The crisis erupting around Nicaragua's dimwitted despot is a grim reminder why this century's trend toward allowing presidential re-election in Latin America is so precarious.
Ortega and Morales wanted us to think the Sandinista comeback was a moment of reconciliation and new beginnings. Morales assured us Ortega was a changed man. “Daniel Ortega,” Morales told me, “deserves a chance to vindicate himself.”
But the question was: vindicate himself to whom? To: A) Democracy? B) Nicaraguans? C) Morales? Or D) The Cuban mentor who couldn’t believe how stupid Ortega had been to accept not just an election but an election defeat?
In 2006 we warily hoped the answer was A, B and C. And for a while it seemed that might be the case.
Instead of choking capitalism, Ortega let it breathe – and Nicaragua’s economy began to look like something besides a backward basket case. Ortega also managed to keep the country free of the horrifically bloodthirsty drug gangs that have strangled neighbors like Honduras.
Still, Nicaragua has ended up paying a big, ugly price for Ortega’s “vindication.” Because in the end, the real answer to the question I posed above was D.
MARXIST BIBLE
When I interviewed Ortega not long after his 1990 loss, it was obvious that he was less ashamed that he’d left his country in shambles – and more humiliated that he’d left his power unprotected. That he’d let his dictatorship of the proletariat – his moral right, so plainly spelled out in the Marxist bible and so gloriously manifest in Castro – slip through his fingers.
So when fools like Morales gushed 16 years later about Ortega getting a “chance to vindicate himself,” they were right. It’s just that in Ortega’s small, Machiavellian mind, it meant proving himself not so much to the struggling campesinos in Jinotega but to the towering comandante in Havana.
While Nicaragua’s capitalists counted their new profits, Ortega trashed the country’s democratic institutions.

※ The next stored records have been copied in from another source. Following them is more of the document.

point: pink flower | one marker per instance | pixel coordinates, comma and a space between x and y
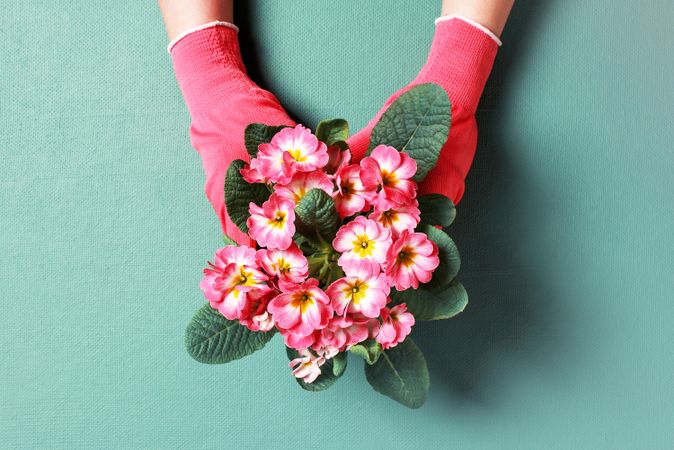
391, 171
288, 265
399, 218
411, 259
254, 315
396, 325
364, 291
301, 308
307, 366
302, 150
273, 224
270, 165
343, 332
337, 158
303, 182
351, 196
290, 150
228, 282
362, 240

He turned the Supreme Court into a banana-republic bench stuffed with Sandinista cronies who were willing to tear up the Constitution, let him rule by fiat – and win all the presidential terms he wants in all but rigged elections.

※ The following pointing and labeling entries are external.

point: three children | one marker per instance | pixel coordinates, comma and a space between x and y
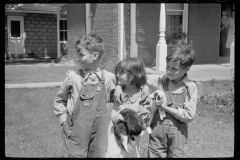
81, 103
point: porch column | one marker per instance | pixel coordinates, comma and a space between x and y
232, 54
133, 46
121, 30
161, 53
58, 36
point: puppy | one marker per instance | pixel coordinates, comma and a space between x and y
157, 98
132, 126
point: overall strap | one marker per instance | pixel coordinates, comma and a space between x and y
103, 76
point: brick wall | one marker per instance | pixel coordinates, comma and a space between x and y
41, 30
204, 30
106, 25
147, 30
76, 25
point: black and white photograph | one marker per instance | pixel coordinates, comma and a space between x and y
119, 80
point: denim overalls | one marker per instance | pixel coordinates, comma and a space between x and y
85, 132
169, 135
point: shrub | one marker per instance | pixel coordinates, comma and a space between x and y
221, 99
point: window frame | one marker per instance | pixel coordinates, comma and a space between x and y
62, 19
184, 16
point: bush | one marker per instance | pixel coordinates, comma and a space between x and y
221, 99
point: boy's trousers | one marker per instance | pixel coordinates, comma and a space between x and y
85, 131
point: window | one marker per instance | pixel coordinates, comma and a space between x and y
63, 30
176, 23
15, 29
63, 36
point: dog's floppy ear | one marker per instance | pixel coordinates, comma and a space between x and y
124, 112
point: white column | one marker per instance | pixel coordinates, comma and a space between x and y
232, 54
58, 36
121, 30
88, 18
161, 53
133, 45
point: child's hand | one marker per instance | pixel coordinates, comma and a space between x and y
149, 130
145, 93
118, 94
117, 118
145, 100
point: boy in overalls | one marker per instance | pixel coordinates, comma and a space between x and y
81, 102
169, 136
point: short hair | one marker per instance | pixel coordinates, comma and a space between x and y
132, 67
92, 42
185, 54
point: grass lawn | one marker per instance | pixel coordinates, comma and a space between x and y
32, 130
35, 73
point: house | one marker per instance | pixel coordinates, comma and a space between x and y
31, 30
128, 29
133, 29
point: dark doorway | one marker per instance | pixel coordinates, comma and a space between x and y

At the same time, Ortega and his wife, Vice President Rosario Murillo, turned Nicaragua into a corrupt family fiefdom. Critics call it a thuggish reincarnation of the brutish Somoza dictatorship the Sandinistas overthrew in 1979. If you doubt that, they say, check out how violently Sandinista security went after demonstrators in recent days – human rights groups say more than 30 people are dead – as they protested Ortega’s rule.
Specifically, those tens of thousands of Nicaraguans are railing against Ortega’s heavy-handed pension reform. Generally, they’re howling their long overdue realization that Ortega’s re-election 12 years ago wasn’t about their national reconciliation. It was about his personal retribution.
And, ultimately, about this: Ortega is a grim reminder why this century’s trend toward allowing presidential re-election in Latin America is so precarious. For much of the 20th century, re-election prohibition was the region’s norm – precisely because the 19th century was so full of caudillos who overstayed their welcome.
The way a “vindicated” Ortega has done these past 12 years – and counting.